SlimmerBox<T, u32> is the most common version, and therefore u32 is the default SlimmerMetadata to use. But it is possible to use another variant, if you are sure that your data will be even shorter.

  • SlimmerMetadata = () is used for sized types. In this case a SlimmerBox will only contain the normal pointer and be exactly 1 word size, just like a normal Box containing a sized type.
  • SlimmerMetadata = u64 would make SlimmerBox behave exactly like a normal Box containing a dynamically-sized type on a 64-bit system.
SlimmerMetadata max DST length¹ resulting size (32bit) resulting size (64bit) Notes
() - 4 bytes 8 bytes Used for normal sized types. Identical in size to a normal Box in this case.
u8 255 5 bytes 9 bytes
u16 65535 6 bytes 10 bytes Identical to Box on 16-bit systems
u32 4294967295 8 bytes (2 words) 12 bytes Identical to Box on 32-bit systems
u64 18446744073709551615 16 bytes (2 words) Identical to Box on 64-bit systems
  • ¹ Max DST length is in bytes for str and in the number of elements for slices.

Niche optimization

Just like a normal Box, sizeof(Option<SlimmerBox<T>>) == sizeof(SlimmerBox<T>).


rkyv's Archive, Serialize and Deserialize have been implemented for SlimmerBox. The serialized version of a SlimmerBox is 'just' a normal rkyv::ArchivedBox<[T]>. This is a match made in heaven, since rkyv's relative pointers use only 32 bits for the pointer part as well as the length part. As such, sizeof(rkyv::Archived<SlimmerBox<T>>) == 8 bytes (!). (This is assuming rkyv's feature size_32 is used which is the default. Changing it to size_64 is rarely useful for the same reason as the rant about lengths above.)


You can not use a SlimmerBox to store a trait object. This is because the metadata of a dyn pointer is another full-sized pointer. We cannot make that smaller!

no_std support

SlimmerBox works perfectly fine in no_std environments, as long as the alloc crate is available.

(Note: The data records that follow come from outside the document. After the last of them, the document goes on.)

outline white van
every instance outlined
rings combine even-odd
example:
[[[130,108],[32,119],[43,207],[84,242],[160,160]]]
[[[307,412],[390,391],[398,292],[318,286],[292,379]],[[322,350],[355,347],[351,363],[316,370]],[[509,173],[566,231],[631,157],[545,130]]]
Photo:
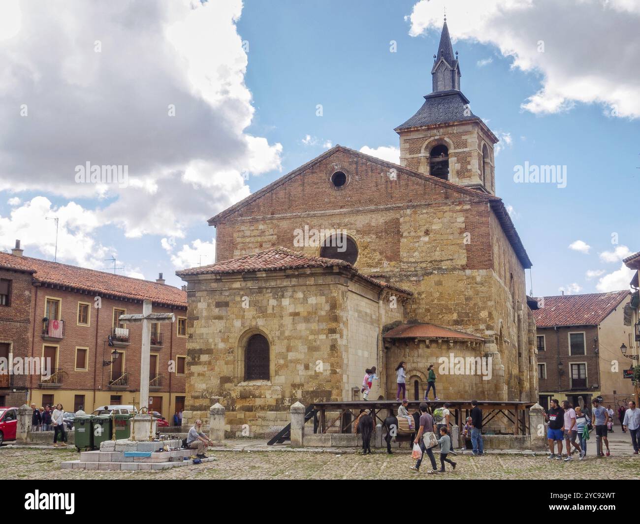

(The only thing that is missing in no_std environments are implementations for SlimmerPointee of std::ffi::OsStr and std::ffi::CStr, neither of which exists when std is disabled.)

Usage Examples

(Below examples assume a 64-bit system)

Smaller than a normal Box for dynamically-sized types like slices or strings:

use slimmer_box::SlimmerBox;

let array: [u64; 4] = [1, 2, 3, 4];

let boxed_slice: Box<[u64]> = Box::from(&array[..]);
assert_eq!(core::mem::size_of_val(&boxed_slice), 16);

let slimmer_boxed_slice: SlimmerBox<[u64]> = SlimmerBox::new(&array[..]);
assert_eq!(core::mem::size_of_val(&slimmer_boxed_slice), 12);

Just like normal Box for normal, Sized types:

use slimmer_box::SlimmerBox;

let int = 42;

let boxed_int = Box::new(&int);
assert_eq!(core::mem::size_of_val(&boxed_int), 8);

let slimmer_boxed_int: SlimmerBox<u64, ()> = SlimmerBox::new(&int);
assert_eq!(core::mem::size_of_val(&slimmer_boxed_int), 8);

You can configure how much space you want to use for the length of a dynamically-sized slice or str:

use slimmer_box::SlimmerBox;

let array: [u64; 4] = [1, 2, 3, 4];
// Holds at most 255 elements:
let tiny: SlimmerBox<[u64], u8>  = SlimmerBox::new(&array);
assert_eq!(core::mem::size_of_val(&tiny), 9);

// Holds at most 65535 elements or a str of 64kb:
let small: SlimmerBox<[u64], u16>  = SlimmerBox::new(&array);
assert_eq!(core::mem::size_of_val(&small), 10);

// Holds at most 4294967295 elements or a str of 4GB:
let medium: SlimmerBox<[u64], u32>  = SlimmerBox::new(&array);
assert_eq!(core::mem::size_of_val(&medium), 12);

// Holds at most 18446744073709551615 elements, or a str of 16EiB:
let large: SlimmerBox<[u64], u64>  = SlimmerBox::new(&array); // <- Indistinguishable from a normal Box
assert_eq!(core::mem::size_of_val(&large), 16);

You can turn a Box into a SlimmerBox and vice-versa:

use slimmer_box::SlimmerBox;

let message = "hello, world!";
let boxed = Box::new(message);
let slimmer_box = SlimmerBox::from_box(boxed);
let again_boxed = SlimmerBox::into_box(slimmer_box);

Feature flags

  • "std". Enabled by default. Disable the default features to use the crate in no_std environments. slimmer_box does require the alloc crate to be available.
  • "rkyv". Enable support for the rkyv zero-copy serialisation/deserialisation library, which is a very good match for this crate!
  • "serde". Enable support for the serde serialisation/deserialisation library.


The minimum supported Rust version of slimmer_box is 1.58.1.